Жужа отвечал молчанием, все время облизываясь и напрягшись до невозможности. Так, конечно, долго продолжаться не могло. Садко понимал, что его собаке нужна помощь. И он ее оказал.
— Взять, Жужа! — сказал он, указывая на какую-то огромную собаку, как раз вышедшую из-за угла дома, демонстративно не замечающую Садка.
Два раза повторять не требовалось. Пес, хоть и не мог теперь произносить звуки[79]
, но слух у него оставался превосходным. Молча, без всяких рычаний и, тем более, лая, он бросился грудью на своего собачьего врага, который слегка опешил от такого поворота событий.Однако Жужа был меньше габаритами, поэтому, сбив соперника наземь, удержать его в таком положении не сумел. Они поднялись на задние ноги, оперлись друг о друга передними и отчаянно завертели головами, пытаясь клыками ударить друг друга с наибольшим ущербом для противника. Местный пес рычал и временами просто орал, как оглашенный.
На звук собачьей свары все прочие псы с окрестностей откликнулись незамедлительно: забрехали и побежали к бьющимся кобелям с самыми серьезными намерениями порвать чужака. Садко они тоже принципиально не замечали. А он видел всех, каждого подбегающего встречал метким ударом своей дорожной палки по хребту и иногда добавлял пинком под зад, если собаки по каким-то своим причинам — глупости, пожалуй — не убирались восвояси.
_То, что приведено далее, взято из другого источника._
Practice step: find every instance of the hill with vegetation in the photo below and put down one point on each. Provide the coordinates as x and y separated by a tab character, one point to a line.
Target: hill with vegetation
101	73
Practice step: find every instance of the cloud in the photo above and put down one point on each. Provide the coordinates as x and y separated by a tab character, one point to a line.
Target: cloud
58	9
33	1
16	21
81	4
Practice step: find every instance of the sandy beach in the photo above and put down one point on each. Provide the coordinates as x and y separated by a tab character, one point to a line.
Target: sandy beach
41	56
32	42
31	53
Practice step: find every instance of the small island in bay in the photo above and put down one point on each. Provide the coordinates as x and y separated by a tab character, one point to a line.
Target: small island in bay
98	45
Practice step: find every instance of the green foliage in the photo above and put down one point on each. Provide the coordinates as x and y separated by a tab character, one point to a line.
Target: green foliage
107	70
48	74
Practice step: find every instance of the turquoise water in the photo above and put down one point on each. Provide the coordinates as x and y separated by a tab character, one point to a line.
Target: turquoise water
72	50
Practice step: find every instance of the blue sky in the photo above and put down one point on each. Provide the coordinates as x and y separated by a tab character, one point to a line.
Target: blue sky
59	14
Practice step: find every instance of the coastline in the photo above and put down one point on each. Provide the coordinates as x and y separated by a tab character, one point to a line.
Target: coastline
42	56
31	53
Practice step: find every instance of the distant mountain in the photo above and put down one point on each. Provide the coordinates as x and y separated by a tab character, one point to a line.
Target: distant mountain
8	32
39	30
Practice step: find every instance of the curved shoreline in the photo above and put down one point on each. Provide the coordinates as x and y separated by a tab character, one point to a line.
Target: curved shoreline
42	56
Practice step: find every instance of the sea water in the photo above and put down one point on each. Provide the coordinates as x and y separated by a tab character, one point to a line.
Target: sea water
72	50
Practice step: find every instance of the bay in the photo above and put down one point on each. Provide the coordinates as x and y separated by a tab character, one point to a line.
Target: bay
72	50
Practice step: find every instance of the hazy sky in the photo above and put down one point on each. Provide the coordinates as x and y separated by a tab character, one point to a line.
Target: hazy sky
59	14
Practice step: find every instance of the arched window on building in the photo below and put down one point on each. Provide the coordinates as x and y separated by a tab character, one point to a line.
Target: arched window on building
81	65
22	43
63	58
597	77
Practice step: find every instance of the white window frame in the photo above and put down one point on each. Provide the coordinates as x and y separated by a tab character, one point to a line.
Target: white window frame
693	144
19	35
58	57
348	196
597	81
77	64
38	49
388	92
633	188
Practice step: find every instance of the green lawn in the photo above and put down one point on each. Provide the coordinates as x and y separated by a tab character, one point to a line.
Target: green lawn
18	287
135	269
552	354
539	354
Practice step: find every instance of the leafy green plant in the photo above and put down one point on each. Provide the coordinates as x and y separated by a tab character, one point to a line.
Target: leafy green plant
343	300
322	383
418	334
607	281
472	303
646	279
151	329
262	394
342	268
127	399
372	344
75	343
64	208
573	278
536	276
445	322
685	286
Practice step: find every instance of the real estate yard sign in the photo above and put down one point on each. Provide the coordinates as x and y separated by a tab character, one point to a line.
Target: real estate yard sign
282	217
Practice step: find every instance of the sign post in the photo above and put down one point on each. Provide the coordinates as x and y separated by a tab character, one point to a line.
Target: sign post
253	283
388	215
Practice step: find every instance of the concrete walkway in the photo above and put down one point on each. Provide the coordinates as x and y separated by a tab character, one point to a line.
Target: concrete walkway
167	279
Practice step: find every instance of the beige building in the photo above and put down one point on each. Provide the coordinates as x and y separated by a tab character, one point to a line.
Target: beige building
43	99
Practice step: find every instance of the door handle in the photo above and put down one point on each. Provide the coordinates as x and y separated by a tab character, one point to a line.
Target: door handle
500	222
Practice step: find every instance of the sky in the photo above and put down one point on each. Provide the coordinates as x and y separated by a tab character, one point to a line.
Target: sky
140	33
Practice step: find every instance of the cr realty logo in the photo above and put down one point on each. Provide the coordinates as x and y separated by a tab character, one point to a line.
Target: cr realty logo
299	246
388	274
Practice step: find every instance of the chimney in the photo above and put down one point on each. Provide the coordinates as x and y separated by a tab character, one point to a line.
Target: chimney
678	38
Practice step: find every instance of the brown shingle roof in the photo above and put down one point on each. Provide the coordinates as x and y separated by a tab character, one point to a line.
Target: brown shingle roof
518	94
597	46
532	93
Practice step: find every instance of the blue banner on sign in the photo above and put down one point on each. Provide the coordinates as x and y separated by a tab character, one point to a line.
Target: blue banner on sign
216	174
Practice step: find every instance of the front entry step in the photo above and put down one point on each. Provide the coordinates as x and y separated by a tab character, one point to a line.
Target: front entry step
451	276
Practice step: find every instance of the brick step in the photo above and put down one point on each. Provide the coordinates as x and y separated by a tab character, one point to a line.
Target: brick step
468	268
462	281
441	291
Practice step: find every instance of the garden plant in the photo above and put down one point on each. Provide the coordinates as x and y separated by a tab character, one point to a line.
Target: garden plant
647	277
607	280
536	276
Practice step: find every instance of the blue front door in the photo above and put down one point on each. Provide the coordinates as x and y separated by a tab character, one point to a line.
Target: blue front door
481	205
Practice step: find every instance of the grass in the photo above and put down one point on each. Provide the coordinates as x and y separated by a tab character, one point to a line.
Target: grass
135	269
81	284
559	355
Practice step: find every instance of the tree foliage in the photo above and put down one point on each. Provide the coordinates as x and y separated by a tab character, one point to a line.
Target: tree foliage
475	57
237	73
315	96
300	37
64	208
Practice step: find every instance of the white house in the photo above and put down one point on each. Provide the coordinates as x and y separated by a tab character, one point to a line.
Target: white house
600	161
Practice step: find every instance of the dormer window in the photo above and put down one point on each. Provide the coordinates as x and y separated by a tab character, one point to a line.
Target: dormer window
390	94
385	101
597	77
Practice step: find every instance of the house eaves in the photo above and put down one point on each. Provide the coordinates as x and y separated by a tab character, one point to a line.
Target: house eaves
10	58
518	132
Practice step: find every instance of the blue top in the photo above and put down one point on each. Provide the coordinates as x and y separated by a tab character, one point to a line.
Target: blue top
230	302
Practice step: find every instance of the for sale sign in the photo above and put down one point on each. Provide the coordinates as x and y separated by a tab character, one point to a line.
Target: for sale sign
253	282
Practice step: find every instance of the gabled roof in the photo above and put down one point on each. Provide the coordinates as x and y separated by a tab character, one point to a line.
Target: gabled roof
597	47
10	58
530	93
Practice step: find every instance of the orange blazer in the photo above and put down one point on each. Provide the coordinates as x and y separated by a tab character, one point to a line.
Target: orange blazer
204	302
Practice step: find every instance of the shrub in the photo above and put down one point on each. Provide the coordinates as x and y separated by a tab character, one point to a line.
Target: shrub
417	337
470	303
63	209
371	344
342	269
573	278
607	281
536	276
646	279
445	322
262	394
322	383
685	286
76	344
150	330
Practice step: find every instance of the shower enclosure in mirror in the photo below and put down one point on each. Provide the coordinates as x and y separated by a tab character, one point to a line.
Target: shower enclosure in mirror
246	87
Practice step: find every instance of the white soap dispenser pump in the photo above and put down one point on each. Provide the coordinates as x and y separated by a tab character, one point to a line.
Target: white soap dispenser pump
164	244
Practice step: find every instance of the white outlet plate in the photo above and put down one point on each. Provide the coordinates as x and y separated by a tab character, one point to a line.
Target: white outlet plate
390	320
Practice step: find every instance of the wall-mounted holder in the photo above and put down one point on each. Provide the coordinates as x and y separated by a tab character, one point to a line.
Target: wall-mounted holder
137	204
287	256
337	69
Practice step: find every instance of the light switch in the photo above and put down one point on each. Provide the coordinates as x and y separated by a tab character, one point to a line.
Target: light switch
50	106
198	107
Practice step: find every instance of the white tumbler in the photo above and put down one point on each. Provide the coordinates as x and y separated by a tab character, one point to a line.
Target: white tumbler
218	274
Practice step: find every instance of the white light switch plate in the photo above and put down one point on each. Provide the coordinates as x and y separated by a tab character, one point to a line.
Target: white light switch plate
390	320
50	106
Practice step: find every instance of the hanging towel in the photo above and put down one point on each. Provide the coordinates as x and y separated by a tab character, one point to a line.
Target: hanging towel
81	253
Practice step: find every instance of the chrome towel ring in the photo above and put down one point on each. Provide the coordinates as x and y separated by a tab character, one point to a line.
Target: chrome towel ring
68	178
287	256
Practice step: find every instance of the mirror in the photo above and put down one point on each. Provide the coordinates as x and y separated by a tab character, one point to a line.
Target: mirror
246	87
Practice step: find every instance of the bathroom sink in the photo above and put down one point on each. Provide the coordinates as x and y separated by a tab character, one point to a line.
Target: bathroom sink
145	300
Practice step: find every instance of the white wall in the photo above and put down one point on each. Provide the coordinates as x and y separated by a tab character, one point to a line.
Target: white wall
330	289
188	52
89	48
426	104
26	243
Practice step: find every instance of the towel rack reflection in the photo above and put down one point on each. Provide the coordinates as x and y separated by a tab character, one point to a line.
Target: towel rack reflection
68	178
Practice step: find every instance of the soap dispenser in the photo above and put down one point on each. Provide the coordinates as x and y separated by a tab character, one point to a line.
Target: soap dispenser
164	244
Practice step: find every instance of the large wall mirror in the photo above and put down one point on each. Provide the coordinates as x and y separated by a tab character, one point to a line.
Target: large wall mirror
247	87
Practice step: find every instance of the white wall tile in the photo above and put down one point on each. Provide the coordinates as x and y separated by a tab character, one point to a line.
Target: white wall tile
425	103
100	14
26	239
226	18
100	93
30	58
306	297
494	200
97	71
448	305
Жужа, гарцуя на задних лапах, имел в сравнении со своим более рослым соперником преимущество, которое он и использовал — исхитрившись укусил того в незащищенный живот. Это было началом конца драки.
А полным концом послужило появление невысокого дядьки в вычурно богатой одежде с тонким носом и очень подвижными ноздрями, жидкой бородой и нездоровым землистым цветом лица. Он был не один, какие-то мутные личности, всегда угодливо глядящие на своего хозяина, терлись рядом.
— Гордый! — прокричал дядька. — А ну — ко мне.
Большой пес, облегченно вздохнул, отстранился от Жужи и с видом побитой собаки пошел на зов. Садко сразу же подступил к своему псу, наклонился к его уху и прошептал, чтобы больше никто не слышал его слов:
— Хорошо. Молодец. Умница.
Жужа в знак того, что понял, пару раз вильнул хвостом.
— Это откуда же у нас такой красавец пожаловал? — громко спросил нарядный дядька.